Daar is het Piet Paaltjens echter niet om te doen. Hij zinspeelt er in de volgende strofe nog wel op door het kwaad te benoemen. Als een ware predikant beschrijft hij de vijand als een helse duivel. Dat deze duivel uitgebannen moet worden, is hier de onuitgesproken verwachting. Het is de climax en tevens het einde van het domineesvers in dit gedicht. Mooi om te zien is hoe hij deze strofe afsluit met een vraag. De luisteraar zit op het puntje van zijn stoel. Natuurlijk weet hij maar al te goed wat het antwoord zal zijn maar, zoals dat gaat bij goede predikanten, houdt de toehoorder er vooral van hoe de boodschap verpakt zal worden.

En dan stapt de spotdichter naar voren om het gedicht onverwachts af te ronden met satijnen handschoentjes aan. Het gedicht gaat helemaal niet over alcoholisme. De duivel is niet een nauwelijks te temmen demon uit de hel, maar een freule schoon als de lente met handen blank en zacht als zwanendons. De ontsteltenis is groot: hoe kan iets dat zo mooi is, zulke vernietigende consequenties hebben?

Door de romantische beeldspraak wordt meteen duidelijk dat het om een mislukte liefde gaat. De dronkaard verandert plotsklaps in een parodie op de romantische dichter. Het gedicht krijgt een tweede betekenislaag. De dronkaard blijkt niet een simpele alcoholverslaafde te zijn maar drinkt uit liefdesverdriet.
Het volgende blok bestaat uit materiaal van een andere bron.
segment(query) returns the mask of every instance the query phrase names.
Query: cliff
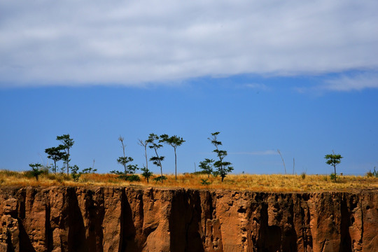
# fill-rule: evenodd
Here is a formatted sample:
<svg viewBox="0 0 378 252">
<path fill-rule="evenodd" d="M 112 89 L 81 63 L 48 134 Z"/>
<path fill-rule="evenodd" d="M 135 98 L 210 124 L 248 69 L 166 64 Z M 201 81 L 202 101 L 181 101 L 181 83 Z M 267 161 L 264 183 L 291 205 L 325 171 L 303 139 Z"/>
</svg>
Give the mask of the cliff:
<svg viewBox="0 0 378 252">
<path fill-rule="evenodd" d="M 0 251 L 378 251 L 378 190 L 0 188 Z"/>
</svg>

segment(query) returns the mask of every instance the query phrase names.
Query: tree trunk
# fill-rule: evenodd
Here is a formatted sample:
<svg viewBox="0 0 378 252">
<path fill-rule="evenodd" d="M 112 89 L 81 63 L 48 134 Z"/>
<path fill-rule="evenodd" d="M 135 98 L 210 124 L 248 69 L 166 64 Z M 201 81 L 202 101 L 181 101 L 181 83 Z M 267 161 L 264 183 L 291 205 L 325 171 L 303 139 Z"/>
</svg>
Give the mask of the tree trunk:
<svg viewBox="0 0 378 252">
<path fill-rule="evenodd" d="M 335 182 L 336 182 L 336 164 L 334 164 L 333 167 L 335 168 Z"/>
<path fill-rule="evenodd" d="M 67 148 L 67 176 L 69 176 L 69 148 Z"/>
<path fill-rule="evenodd" d="M 174 178 L 177 181 L 177 155 L 176 155 L 176 148 L 174 148 Z"/>
</svg>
Ondanks deze onverwachte, grappige wending blijft de toonzetting zwaar. ‘Bitter-sweet’ zouden de Engelsen zeggen. Zo’n toonzetting is bijvoorbeeld ook in de poëzie van de Britse dichteres Stevie Smith (1902 – 1971) terug te vinden. Het venijn hiervoor zit hem vooral in de allerlaatste regel: ‘… de hand die voor eeuwig zijn eer heeft geroofd’. Er is een hoofse tijd geweest waarin ‘eer’ het hoogste was dat een man bezat. Maar zelfs die is hij kwijtgeraakt. Onherroepelijk bovendien.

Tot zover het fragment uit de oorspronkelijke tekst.